Data are reported as mean ± SD. The significance of differences between the connectivity found in the experiment and models of random connectivity was assessed using Monte Carlo methods. The first model represents the simplest case: connections between neurons are formed independently of each other based on the connection probabilities pE and pC, and independent of other parameters. This model is called the “uniform random” model, because the probabilities pE and pC are uniform with respect to distance. The second model is called the “nonuniform random” model, because the probabilities of electrical and chemical connections click here are distance

dependent and determined by the experimentally measured distribution of pE and pC versus the intersomatic distance between recorded cells (Figures 2A and 2B).
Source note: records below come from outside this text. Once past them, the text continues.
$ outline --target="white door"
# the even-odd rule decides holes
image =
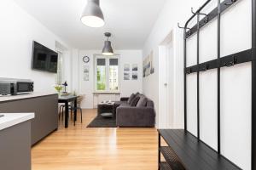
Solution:
[[[173,128],[174,115],[174,58],[172,39],[160,47],[160,107],[159,122],[160,128]]]

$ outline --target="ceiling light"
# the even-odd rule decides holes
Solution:
[[[102,49],[102,54],[103,55],[113,55],[113,51],[111,47],[111,42],[108,40],[109,37],[111,37],[110,32],[106,32],[105,37],[107,37],[107,41],[104,42],[104,48]]]
[[[88,0],[81,21],[90,27],[102,27],[105,25],[104,15],[100,7],[100,0]]]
Where appropriate, the p values were SB431542 corrected for multiple hypothesis comparisons using the Bonferroni method. Further details are available in the Supplemental Experimental Procedures. We are grateful to Beverley Clark, Martha Havenith, Adam Packer, Christoph Schmidt-Hieber, Srini Turaga, and Christian Wilms for helpful discussions; to Charlotte Arlt, Peter Latham, Adam Packer, and Srini

Turaga for comments on the manuscript; and to Maja Boznakova and Arifa Naeem for assistance with histology and reconstructions. This work was supported by grants from the Wellcome Trust, ERC, European Union (FP7 HEALTH-F2-2009-241498 Eurospin), and the Gatsby Charitable Foundation and by a PhD scholarship to S.R. from the Boehringer Ingelheim Fonds. “
“(Neuron 81, 787–799; February 19, 2014) In the version of this article published early online, the citation for Alle et al. (2011) was incorrectly deleted during the production stage, and the corresponding reference

was Dichloromethane dehalogenase omitted. The corrected article, including the citation and matching reference, now appears online and in print. The journal apologizes for this error. “
“A lot is being asked of the genetic analysis of major depression (MD): to find the biological underpinnings of one of the commonest psychiatric illnesses and one of the world’s leading causes of morbidity. While lifetime prevalence estimates vary, from 3% in Japan to 16.9% in the U.S., in all countries the disorder is common, with a frequency typically varying from 8% to 12% (Demyttenaere et al., 2004 and Kessler et al., 2003). In the U.S., MD has the greatest impact of all biomedical diseases on disability; in Europe, it is the third leading cause of disability (Alonso et al., 2004b, Nierenberg et al., 2001, Penninx et al., 2001 and Ustün et al., 2004). Despite its prevalence and MD’s enormous burden on our health care systems (Scott et al., 2003), our treatments are almost entirely symptomatic. There is even dispute about the value of medication (Khin et al., 2011, Kirsch et al., 2008, Turner et al.